You might need to “key dance” to get fuel and fuel pressure up to the engine: turn key to Run (not all the way to Start), back Off then Run, etc. Each Off-Run cycle gives the fuel pump a couple seconds to run and the engine should then start when you turn all the way to Start.

thanks shanonia

Replace all the coolant hoses.

If it hasn’t been done recently I’d probably replace the cooling system’s thermostat when doing that job also, as well as refilling the cooling system w/fresh Honda coolant. A point of clarification, it’s only the cam/crank seals at the front of the engine that are replaced, not the rear seals.

As far as the fuel filter, I’ve never had to do any priming afterward. The Corolla apparently knows how to do this by itself. Might be necessary w/the CRV, don’t know. When removing the existing fuel filter I always depressurize the fuel system first.
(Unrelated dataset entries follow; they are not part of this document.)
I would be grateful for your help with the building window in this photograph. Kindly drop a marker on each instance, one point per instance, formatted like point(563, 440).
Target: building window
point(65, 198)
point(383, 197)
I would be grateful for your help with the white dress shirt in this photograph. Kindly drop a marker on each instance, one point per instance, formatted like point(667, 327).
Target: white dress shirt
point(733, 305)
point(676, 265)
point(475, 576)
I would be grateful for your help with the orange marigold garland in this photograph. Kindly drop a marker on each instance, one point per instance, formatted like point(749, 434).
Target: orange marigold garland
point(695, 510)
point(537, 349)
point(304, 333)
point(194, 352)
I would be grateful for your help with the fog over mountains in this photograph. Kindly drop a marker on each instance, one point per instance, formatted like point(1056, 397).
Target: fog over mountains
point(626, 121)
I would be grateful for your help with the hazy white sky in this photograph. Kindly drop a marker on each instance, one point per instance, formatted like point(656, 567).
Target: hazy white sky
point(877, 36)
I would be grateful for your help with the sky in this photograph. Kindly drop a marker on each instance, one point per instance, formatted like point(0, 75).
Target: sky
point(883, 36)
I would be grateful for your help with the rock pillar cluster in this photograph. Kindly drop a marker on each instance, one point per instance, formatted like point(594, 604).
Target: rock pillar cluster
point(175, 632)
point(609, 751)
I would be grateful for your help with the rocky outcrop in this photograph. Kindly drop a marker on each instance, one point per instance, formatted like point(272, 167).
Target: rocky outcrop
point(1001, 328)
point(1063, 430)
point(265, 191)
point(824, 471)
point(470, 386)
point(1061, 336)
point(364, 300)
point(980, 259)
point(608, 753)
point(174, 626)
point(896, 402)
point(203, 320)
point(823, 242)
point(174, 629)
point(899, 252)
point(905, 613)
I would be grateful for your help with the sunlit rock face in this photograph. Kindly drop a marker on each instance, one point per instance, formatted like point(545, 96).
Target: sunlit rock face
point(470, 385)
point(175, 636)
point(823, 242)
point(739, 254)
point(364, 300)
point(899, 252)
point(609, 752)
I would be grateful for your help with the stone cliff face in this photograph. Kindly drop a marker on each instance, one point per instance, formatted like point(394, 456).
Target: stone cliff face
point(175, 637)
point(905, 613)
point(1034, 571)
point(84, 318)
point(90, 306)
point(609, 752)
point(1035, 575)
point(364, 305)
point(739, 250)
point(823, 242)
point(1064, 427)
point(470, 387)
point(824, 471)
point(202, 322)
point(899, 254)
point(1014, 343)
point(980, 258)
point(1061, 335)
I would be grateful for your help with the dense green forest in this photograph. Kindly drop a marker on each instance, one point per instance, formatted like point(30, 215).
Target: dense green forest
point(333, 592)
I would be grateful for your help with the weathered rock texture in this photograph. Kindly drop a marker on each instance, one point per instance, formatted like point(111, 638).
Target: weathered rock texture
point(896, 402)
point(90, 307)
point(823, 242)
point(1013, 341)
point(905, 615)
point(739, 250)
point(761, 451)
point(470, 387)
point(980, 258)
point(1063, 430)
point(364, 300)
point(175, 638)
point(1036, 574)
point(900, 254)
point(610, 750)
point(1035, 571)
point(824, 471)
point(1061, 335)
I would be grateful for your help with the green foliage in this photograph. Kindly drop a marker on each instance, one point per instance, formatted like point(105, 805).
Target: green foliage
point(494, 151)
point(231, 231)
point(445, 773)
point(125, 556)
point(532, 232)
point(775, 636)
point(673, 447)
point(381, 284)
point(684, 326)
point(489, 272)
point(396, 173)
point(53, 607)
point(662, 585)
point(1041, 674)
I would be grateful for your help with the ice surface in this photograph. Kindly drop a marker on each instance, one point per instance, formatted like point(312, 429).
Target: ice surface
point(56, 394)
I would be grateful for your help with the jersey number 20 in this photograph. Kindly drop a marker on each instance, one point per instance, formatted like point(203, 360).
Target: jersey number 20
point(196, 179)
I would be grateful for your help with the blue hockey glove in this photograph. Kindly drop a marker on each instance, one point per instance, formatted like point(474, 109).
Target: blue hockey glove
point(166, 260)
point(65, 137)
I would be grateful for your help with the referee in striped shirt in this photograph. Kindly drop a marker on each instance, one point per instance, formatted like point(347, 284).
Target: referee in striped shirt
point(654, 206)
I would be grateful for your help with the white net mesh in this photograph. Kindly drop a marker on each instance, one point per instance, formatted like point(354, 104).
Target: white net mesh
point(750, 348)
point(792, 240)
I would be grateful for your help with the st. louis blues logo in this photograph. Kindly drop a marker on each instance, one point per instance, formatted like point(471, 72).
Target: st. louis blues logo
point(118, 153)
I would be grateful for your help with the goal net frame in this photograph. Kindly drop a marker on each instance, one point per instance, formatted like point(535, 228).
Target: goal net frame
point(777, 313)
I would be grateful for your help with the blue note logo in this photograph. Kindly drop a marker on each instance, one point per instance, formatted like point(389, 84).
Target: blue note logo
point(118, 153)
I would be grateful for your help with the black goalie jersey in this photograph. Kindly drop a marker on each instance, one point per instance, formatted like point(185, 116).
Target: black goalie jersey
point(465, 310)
That’s so gasoline doesn’t spray all over the place when I disconnect the fuel lines to the filter. I do it by removing the fuel pump relay and starting the engine. It starts, then stalls in 10 -15 seconds, and then I know the fuel system is depressurized. Be sure to carefully clean the area around the filter’s connectors first to avoid getting gunk in the fuel lines during the filter replacement.

Thanks to all of you for your advice and furthering my car knowledge. As always, I appreciated the help.